I was checking a paper that was posted on Twitter where everyone seemed to be so enthusiastic about, so I had a short check on it. Here is the first line:
Post-Cartesian frameworks, including developments within the embodied and enactive cognitive sciences, complex systems science, and dialogical approaches to cognition, strongly emphasize the inherently indeterminable nature of the person and the inextricably entangled relationship between person, other, and technology.
And it goes on with:
Automation, on the one hand, is something that is achieved once a given process is complete, that is, it is understood, and discrete such that it can be implemented from a set beginning to a set finish reliably. People and social systems, on the other hand, are partially-open, always becoming, and inherently unfinalizable (Bakhtin, 1984). Automation as complete understanding, therefore, stands at odds with human behaviour, which is inherently incomplete, making machine classification and prediction futile.

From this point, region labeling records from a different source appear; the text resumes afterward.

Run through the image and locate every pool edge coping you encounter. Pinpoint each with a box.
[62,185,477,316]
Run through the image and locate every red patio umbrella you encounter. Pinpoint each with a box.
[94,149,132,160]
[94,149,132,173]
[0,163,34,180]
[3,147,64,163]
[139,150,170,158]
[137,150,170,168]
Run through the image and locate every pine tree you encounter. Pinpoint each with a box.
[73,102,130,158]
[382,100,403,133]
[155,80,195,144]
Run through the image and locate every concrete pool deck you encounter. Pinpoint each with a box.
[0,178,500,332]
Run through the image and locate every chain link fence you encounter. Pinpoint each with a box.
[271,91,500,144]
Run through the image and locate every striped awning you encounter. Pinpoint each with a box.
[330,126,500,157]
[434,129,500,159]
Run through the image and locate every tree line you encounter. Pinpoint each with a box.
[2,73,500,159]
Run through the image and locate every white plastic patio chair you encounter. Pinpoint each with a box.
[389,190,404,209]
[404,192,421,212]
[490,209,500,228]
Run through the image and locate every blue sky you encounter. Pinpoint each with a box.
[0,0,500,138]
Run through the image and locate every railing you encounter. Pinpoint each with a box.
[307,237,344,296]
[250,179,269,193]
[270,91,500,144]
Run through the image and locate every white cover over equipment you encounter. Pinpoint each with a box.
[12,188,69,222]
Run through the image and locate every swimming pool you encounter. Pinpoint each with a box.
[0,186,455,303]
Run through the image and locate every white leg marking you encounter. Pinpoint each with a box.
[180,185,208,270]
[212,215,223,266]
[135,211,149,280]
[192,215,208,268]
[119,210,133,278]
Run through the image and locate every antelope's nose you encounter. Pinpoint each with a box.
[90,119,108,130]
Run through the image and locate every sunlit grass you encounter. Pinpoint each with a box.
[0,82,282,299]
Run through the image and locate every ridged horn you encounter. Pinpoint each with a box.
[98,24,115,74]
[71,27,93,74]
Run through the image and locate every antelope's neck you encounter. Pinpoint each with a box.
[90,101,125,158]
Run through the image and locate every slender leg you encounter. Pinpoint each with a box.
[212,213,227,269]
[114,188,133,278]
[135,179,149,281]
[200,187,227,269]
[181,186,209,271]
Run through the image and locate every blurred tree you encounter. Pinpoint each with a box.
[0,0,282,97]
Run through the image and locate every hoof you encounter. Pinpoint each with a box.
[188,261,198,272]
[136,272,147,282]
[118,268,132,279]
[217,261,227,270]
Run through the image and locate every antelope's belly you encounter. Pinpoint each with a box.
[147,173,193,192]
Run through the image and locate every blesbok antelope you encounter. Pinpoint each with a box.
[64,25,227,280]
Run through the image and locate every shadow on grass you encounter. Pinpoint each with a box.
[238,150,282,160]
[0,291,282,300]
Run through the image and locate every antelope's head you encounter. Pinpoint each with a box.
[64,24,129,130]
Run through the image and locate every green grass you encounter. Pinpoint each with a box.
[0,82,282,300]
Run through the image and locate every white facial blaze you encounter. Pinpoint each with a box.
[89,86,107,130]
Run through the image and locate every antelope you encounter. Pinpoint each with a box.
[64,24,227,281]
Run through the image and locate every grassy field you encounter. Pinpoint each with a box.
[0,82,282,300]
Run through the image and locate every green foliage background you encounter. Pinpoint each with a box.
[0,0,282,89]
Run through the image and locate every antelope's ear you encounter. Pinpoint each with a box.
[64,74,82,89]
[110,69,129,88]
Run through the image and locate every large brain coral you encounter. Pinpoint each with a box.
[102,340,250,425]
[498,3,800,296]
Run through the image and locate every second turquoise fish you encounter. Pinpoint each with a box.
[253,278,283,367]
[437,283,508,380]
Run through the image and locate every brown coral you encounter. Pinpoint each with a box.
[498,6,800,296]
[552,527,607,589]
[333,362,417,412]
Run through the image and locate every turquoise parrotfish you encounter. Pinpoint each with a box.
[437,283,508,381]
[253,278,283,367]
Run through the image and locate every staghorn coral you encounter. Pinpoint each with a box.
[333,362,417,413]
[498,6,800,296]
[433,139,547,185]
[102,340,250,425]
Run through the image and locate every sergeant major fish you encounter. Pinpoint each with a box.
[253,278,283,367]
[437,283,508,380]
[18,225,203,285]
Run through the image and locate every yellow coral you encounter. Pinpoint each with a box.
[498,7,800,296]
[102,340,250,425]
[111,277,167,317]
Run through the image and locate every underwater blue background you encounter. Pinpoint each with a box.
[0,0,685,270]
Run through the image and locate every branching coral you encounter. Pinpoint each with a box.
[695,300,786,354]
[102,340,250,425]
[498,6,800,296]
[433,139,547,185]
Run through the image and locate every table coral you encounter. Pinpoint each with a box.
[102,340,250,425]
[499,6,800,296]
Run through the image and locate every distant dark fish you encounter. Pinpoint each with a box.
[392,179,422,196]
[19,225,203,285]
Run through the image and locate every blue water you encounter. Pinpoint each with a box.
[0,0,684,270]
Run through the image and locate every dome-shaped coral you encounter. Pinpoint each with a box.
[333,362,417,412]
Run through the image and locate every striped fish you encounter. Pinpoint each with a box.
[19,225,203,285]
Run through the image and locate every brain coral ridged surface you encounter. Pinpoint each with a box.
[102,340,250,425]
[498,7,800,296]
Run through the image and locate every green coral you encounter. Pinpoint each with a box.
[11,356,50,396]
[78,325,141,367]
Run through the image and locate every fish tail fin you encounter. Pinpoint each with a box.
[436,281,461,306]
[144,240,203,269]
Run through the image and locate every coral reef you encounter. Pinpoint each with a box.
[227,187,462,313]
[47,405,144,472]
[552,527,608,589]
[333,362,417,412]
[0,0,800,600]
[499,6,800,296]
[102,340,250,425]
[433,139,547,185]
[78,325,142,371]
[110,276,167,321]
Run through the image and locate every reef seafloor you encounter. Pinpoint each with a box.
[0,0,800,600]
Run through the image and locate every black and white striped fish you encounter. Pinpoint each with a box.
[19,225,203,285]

Is it me, or is this paper obscurely written? And why didn't anyone seemingly notice it, given that it was both peer-reviewed and published? Why were people so enthusiastic about it, instead of admitting they just didn't have a clue of what it is about (or at least to understand the arguments presented in the paper)?
Why is there still so much academic gibberish?
Edit: My mistake! It might not be peer reviewed. But I'm still wondering if this is very common in academia, or if it is dependent from field to field?